Présente au premier comité de pilotage, qui réunissait mardi des acteurs de la police, de la santé, de la justice et du milieu associatif, la garde des Sceaux a salué une expérience "efficace et juste, qui ose poser la question des causes des problèmes et responsabiliser les auteurs". "L'incarcération a été une solution facile et lâche pendant des années. Le résultat, c'est un taux de récidive qui a triplé en dix ans et une surpopulation carcérale", a-t-elle déclaré, pointant la "grande innovation" de ce dispositif "qui soigne".
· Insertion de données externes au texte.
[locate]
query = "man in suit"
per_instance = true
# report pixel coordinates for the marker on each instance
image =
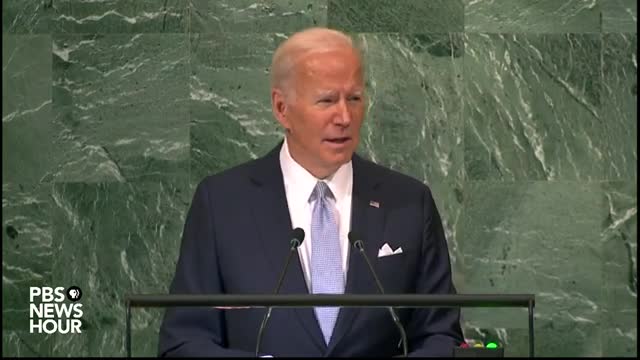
(236, 237)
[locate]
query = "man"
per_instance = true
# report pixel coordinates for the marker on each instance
(236, 237)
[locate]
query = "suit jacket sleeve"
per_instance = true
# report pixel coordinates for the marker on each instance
(434, 331)
(191, 331)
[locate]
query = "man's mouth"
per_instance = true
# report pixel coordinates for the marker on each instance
(338, 140)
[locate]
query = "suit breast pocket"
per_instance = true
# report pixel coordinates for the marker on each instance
(396, 272)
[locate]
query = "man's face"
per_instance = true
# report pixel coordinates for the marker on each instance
(327, 110)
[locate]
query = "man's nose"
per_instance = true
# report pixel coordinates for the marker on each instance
(344, 114)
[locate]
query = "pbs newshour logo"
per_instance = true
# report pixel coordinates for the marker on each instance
(49, 313)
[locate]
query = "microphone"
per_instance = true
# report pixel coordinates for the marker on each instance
(357, 242)
(297, 236)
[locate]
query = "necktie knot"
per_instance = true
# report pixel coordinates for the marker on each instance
(321, 191)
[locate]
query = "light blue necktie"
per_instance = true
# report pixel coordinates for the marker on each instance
(326, 262)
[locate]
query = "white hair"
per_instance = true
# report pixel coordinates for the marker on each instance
(311, 40)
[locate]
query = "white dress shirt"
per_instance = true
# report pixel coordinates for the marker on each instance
(299, 185)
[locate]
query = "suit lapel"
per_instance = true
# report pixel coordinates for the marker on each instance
(272, 217)
(367, 221)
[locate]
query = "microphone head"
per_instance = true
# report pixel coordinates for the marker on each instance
(297, 236)
(354, 239)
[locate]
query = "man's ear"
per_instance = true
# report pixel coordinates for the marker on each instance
(279, 107)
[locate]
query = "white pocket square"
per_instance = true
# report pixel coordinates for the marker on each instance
(385, 250)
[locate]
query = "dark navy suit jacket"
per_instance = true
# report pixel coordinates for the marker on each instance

Concrètement, le mis en cause, après avoir fait l'objet d'une évaluation approfondie, comparaît devant une chambre correctionnelle spécialisée qui se prononce sur sa culpabilité, ajourne sa peine, et lui propose d'intégrer le dispositif. Il fait alors l'objet d'un suivi judiciaire, avec des convocations mensuelles devant un juge, et un suivi médico-social strict avec 5 heures d'activités par jour, cinq jours par semaines. Inédite en France, l'expérimentation s'est inspirée de ce qui se fait au Canada pour lutter contre les conduites addictives donnant lieu à la commission répétée de délits mineurs, tels que des vols pour financer une consommation de drogue ou la conduite d'un véhicule sous l'emprise de l'alcool ou de stupéfiants.

Selon Marie-Laure Lacroix, coordinatrice santé à l'association Aurore, six personnes ont été ciblées pour l'instant: quatre sont en sevrage et une est sortie du dispositif. Ces personnes, qu'elle décrit comme "très abîmées", majoritairement dépendantes à l'alcool, ont pour la plupart plus de 20 ans de consommation ou de drogue. "Les quatre personnes intégrées ont compté qu'à eux quatre, ils avaient 80 ans d'incarcération", a-t-elle soulevé. Selon Christiane Taubira, une généralisation sur l'ensemble du territoire pourrait être "une question de temps".